Das neuerliche Bekenntnis zur Steinkohle ist auch ein Bekenntnis zur Traditionspartei. Die SPD ist überzeugt, daß sie dadurch mehr Wähler binden kann als die CDU mit ihrer Abkehr vom subventionierten Steinkohlebergbau. Ein Zukunftskonvent der Partei in Oberhausen beschäftigte sich kürzlich mit der Bildungspolitik.
Wenig Charisma
Positionen aus den siebziger Jahren des vergangenen Jahrhunderts wurden da vorgetragen und Ausblicke auf die demographische Entwicklung und ihre Wirkung auf den Schulbetrieb gewagt. Die nordrhein-westfälische SPD will sich auch wieder den Langzeitarbeitslosen zuwenden, die sich von ihr abgewendet haben. Mindest- und Kombilöhne sowie ein dritter Arbeitsmarkt sollen deren Lage spürbar verbessern. Die ökologische Ausrichtung der Industriepolitik zielt auf rot-grüne Grenzgänger.

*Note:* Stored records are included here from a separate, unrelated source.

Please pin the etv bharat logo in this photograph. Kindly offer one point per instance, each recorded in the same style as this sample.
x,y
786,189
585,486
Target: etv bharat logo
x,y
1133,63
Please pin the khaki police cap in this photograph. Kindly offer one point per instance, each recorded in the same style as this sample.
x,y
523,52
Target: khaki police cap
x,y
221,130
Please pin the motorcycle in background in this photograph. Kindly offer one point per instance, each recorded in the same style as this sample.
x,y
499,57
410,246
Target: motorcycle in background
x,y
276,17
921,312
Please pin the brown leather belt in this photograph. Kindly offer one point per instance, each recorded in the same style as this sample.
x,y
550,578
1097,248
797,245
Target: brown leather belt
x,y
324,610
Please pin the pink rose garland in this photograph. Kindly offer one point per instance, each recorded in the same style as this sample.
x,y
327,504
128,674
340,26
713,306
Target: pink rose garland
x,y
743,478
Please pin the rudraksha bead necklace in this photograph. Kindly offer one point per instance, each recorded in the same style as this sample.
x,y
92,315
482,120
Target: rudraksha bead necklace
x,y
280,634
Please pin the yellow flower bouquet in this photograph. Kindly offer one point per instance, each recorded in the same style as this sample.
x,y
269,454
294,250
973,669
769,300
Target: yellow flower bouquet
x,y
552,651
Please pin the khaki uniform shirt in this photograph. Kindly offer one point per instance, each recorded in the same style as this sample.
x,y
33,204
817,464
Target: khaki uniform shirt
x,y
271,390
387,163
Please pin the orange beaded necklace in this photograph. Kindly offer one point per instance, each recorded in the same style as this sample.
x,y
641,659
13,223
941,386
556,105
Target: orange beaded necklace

Weil Politik nicht nur Ideen, sondern auch Köpfe braucht, kommt es auf die künftigen Repräsentanten der Partei an. Schon jetzt gilt es in Düsseldorf als sicher, daß die Fraktionsvorsitzende, Hannelore Kraft, gegen Ministerpräsident Rüttgers antreten wird. Jochen Dieckmann wird die Partei daher wohl nur übergangsweise anführen. Er verfügt nicht über besonders viel Charisma und gilt in der Art als Rüttgers zu ähnlich. Hannelore Kraft agiert mal schrill, mal zurückhaltend. Ihr Stellvertreterkreis lichtet sich gerade: Zum Jahresende scheiden die frühere Gesundheitsministerin Fischer sowie der frühere Verkehrsminister Horstmann aus dem Parlament aus. Fischer geht in den Vorstand einer großen Krankenkasse, Horstmann wird Repräsentant eines Energieunternehmens. Aus der alten Garde hat sich die frühere Schulministerin Schäfer in der Fraktionsführung gehalten. Aufgerückt ist Norbert Römer. Er hat als früherer IG-BCE-Funktionär und Vorsitzender der traditionsreichen SPD-Region Westliches Westfalen beträchtlichen Einfluß. In die Führungsspitze hat sich auch der Duisburger Abgeordnete Jäger geschoben.
Bei der gegenwärtigen Lage der Partei ist es für viele Genossen erleichternd, daß die nächsten Wahlen zum Bundestag und zum Landtag erst 2009 und 2010 anstehen. So bleibt wenigstens bis 2008 Zeit, die Neuorientierung voranzubringen. Mut macht dabei die Gewißheit, daß in dieser Zeit nicht nur viel Wasser den Rhein hinunterfließt, sondern auch in der Politik eine Menge passieren kann.